All interpersonal relationships are as you define them. So if you are leaving casual sex out in the open, then expect casual sex with other people. Don't be surprised if someone gets hurt too. Emotions aren't constant; they are ever changing, so one minute it might seem ok to you logically, but the next minute you'll have an unexplainable problem trying to forget his adultery.
people are so rude here. i know what you're talking about though, like horny or curiousity being only human nature, but ugh i don't think i'd be able to cope with the jealousy
i think i'd want to murder her and the boyfriend 
I agree, but I wouldn't accept it anyways. I wouldn't want to be with someone who lacks such self-control.

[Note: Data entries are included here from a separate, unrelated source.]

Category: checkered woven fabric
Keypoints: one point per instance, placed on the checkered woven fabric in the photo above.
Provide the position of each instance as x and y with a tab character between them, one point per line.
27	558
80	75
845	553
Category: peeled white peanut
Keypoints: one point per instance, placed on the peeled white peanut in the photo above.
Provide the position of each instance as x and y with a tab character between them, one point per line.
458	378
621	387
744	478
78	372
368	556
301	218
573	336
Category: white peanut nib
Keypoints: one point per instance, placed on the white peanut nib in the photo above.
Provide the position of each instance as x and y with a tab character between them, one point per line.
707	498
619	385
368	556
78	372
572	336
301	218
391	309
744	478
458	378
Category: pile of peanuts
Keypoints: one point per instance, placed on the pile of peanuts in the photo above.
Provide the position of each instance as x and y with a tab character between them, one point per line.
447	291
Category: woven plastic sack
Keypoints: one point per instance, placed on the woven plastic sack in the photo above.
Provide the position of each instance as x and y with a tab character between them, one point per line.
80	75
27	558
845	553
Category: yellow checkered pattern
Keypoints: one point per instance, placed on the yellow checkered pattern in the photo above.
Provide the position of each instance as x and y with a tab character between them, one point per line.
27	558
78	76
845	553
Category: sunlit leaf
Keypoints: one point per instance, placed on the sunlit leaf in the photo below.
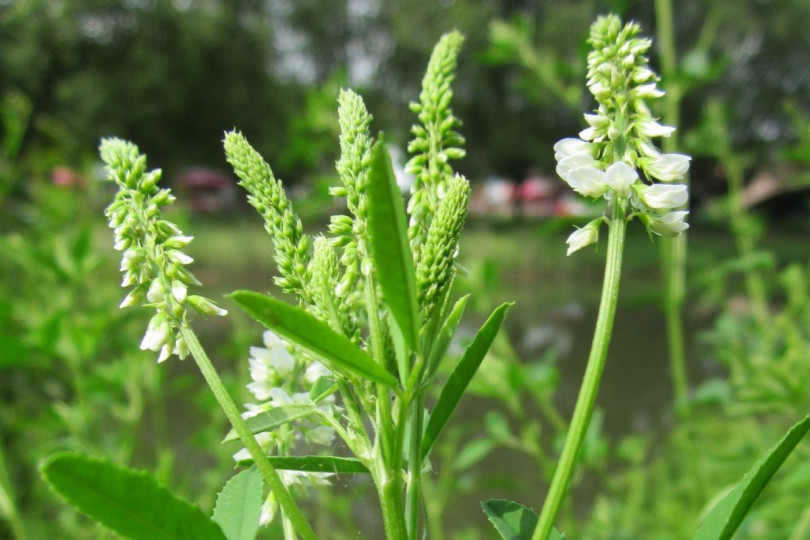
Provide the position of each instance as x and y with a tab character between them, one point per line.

@bukeshow@xanga - Arigato.
@AphoticxIllusion@xanga - your welcome very much
@bukeshow@xanga - You may need to change your text color on your last blog. It's too bright, hard to read.
@AphoticxIllusion@xanga - I know I f**cked that up. If you right click on it you can see it better.
@AphoticxIllusion@xanga - your site background is bad ass.
@bukeshow@xanga - If you go to your look&feel, there's an area under the header tab, you can click it. The colors are set in blue and purple. Anyway, when you click it, a color palate shows up. That might help you.
@AphoticxIllusion@xanga - thank you.
@bukeshow@xanga - Haha. Of course it's badass. Sasuke is the king of the sharingan after all.
@bukeshow@xanga - No problem.
@AphoticxIllusion@xanga - hahaha
@AphoticxIllusion@xanga - i watched Ninja Assasin last night. If you like kung foo flicks its definately a winner.
@bukeshow@xanga - Nothing beats chuck norris though. He'll round house kick you for food.
I'm actually disappointed with this never ending plot, though. They killed off Deidara, Itachi, Orochimaru, Sasori, Kisame, and the list keeps going. But it was cool how Kisame's sever head was still speaking as it fell to the ground, though. I'm also pissed off at how they claim in the manga Naruto defeated Pain, and they claim he's stronger than Sasuke. Naruto never defeated pain/nagato. All he did was talk. Sasuke took on his brother, the 8 tails, a number of samurai, and the five kages, and still managed to attempt to keep on fighting. They might as well call the show Sasuke. Without Sasuke, there would be no plot. It would just be Naruto going on random journeys attempting to gain the title of Hokage. The series is much more appealing with the darkness Sasuke has presented.